Patients in the intensive care unit with an imbalanced microbiome are at increased risk for complications and longer ICU stays, according to findings presented at Clinical Nutrition Week 2017.
Paul Wischmeyer, MD, professor of anesthesiology and surgery and director of perioperative research at Duke Clinical Research Institute, in Durham, N.C., who also is part of the ICU Microbiome Project, told meeting attendees that ICU patients experience significant microbiome perturbations and added complications, including acute respiratory distress syndrome (ARDS).
“ICU patients have massive loss of health-promoting bacteria and higher levels of pathogenic species, compared with healthy patients,” Dr. Wischmeyer said. “It is astonishing how rapidly pathogenic bacteria flourish and how this shift to dysbiosis appears to affect a variety of outcomes.”
Dr. Wischmeyer and his colleagues have been examining fecal and oral microbiome samples from 115 ICU patients treated at four hospitals and comparing them with samples from healthy people participating in the American Gut project. In previous research, they found decreases in populations of Bacteroides and Firmicutes, as well as the healthy bacterium, Faecalibacterium prausnitzii, which produces short-chain fatty acids that help preserve normal gut barrier function (mSphere 2016;1. pii:e00199-16). Meanwhile, they discovered increases in the relative abundance of Proteobacteria, a phylum of gram-negative bacteria linked to infections in ICU and hospitalized patients.
ICU patients also tended to lose overall fecal microbiota diversity, with some patients having only one organism compose 95% of their fecal bacteria after a short time in the ICU, he explained.
“We even see the microbiome of some ICU patients begin to resemble that of decomposing bodies,” Dr. Wischmeyer said, noting that his group found similar microbiome changes across all ICU study sites. In a new analysis he presented at Clinical Nutrition Week of the same ICU patients’ intestinal metabolome—the collection of microbial metabolites—he and his colleagues again found significant differences between ICU and healthy samples taken from the American Gut project.
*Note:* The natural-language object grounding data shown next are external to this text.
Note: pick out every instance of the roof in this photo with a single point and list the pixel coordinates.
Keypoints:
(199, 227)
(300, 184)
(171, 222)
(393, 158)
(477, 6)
The new findings reveal links between several outcomes and metabolomic and microbial changes, Dr. Wischmeyer said. “For example, our initial analysis of these data show increased APACHE [Acute Physiology and Chronic Health Evaluation] and NUTRIC [Nutrition Risk in the Critically Ill] scores correlated with shifts in the fecal metabolome of ICU patients,” he said.
A Loss of Diversity
ICU patients who experienced ARDS also tended to have larger populations of Enterobacteriaceae and Comamonas in their oral samples and greater populations of Coprococcus in their fecal samples. “Loss of microbial diversity was found to correlate with prolonged ICU stay as well,” Dr. Wischmeyer reported.
He said his team is analyzing the data, but they also are finding that the greater the changes in the microbiome between admission and discharge, the more they correlate with adverse outcomes.
Why the microbiome of ICU patients is so imbalanced is yet to be fully understood, but a number of variables likely play a role, Dr. Wischmeyer said. “Dysbiosis of the oral microbiome in our study was significantly affected by total antibiotic pressure in the ICU, but the fecal microbiome was not,” he said. “It is likely that use of other medications, like sedatives and painkillers, as well as a lack of nutrition also have an impact.
“The original illness leading to need for the ICU is an issue, but our treatments are also damaging to normal bacteria, and potentially to a patient’s long-term outcome,” he added.
Other Factors to Consider
Rob MacLaren, PharmD, associate professor at the University of Colorado Skaggs School of Pharmacy and Pharmaceutical Sciences, in Aurora, agreed that antibiotics are likely only one of the causes of microbial imbalances in ICU patients. “Many other factors, such as acid suppression, feeding and various procedures, will also affect the microbiome,” Dr. MacLaren said.
He called for more research to shed light on what he called “a bit of a chicken-and-egg situation” when it comes to the interplay between a disordered microbiome and ICU stays. Greater changes to the microbiome are associated with longer stays in the ICU, but longer stays increase the likelihood that a patient will be exposed to multiple antibiotics and other treatments, adding to the risk for more illness. “All of these are probable risk factors for altered microbiomes,” Dr. MacLaren said.
To the extent that Dr. Wischmeyer’s data do show antibiotics detrimentally affect the microbiome, clinicians now have another reason to be judicious about their use of antibiotics, Dr. MacLaren noted. “We are taught to start antimicrobials empirically with broad coverage and to switch to a narrow-spectrum agent once we know the organism, but in many cases an offending organism is never identified and we continue administering broad-spectrum agents,” he said. “I suspect that we can do a better job stepping down and limiting the duration of antimicrobial therapies in the ICU.”
Dr. Wischmeyer echoed this, saying that even short periods of broad-spectrum antibiotic use appear to devastate the microbiome. “We hope our data compels providers to realize the extent of the impact they have on patients when they use these agents,” he said.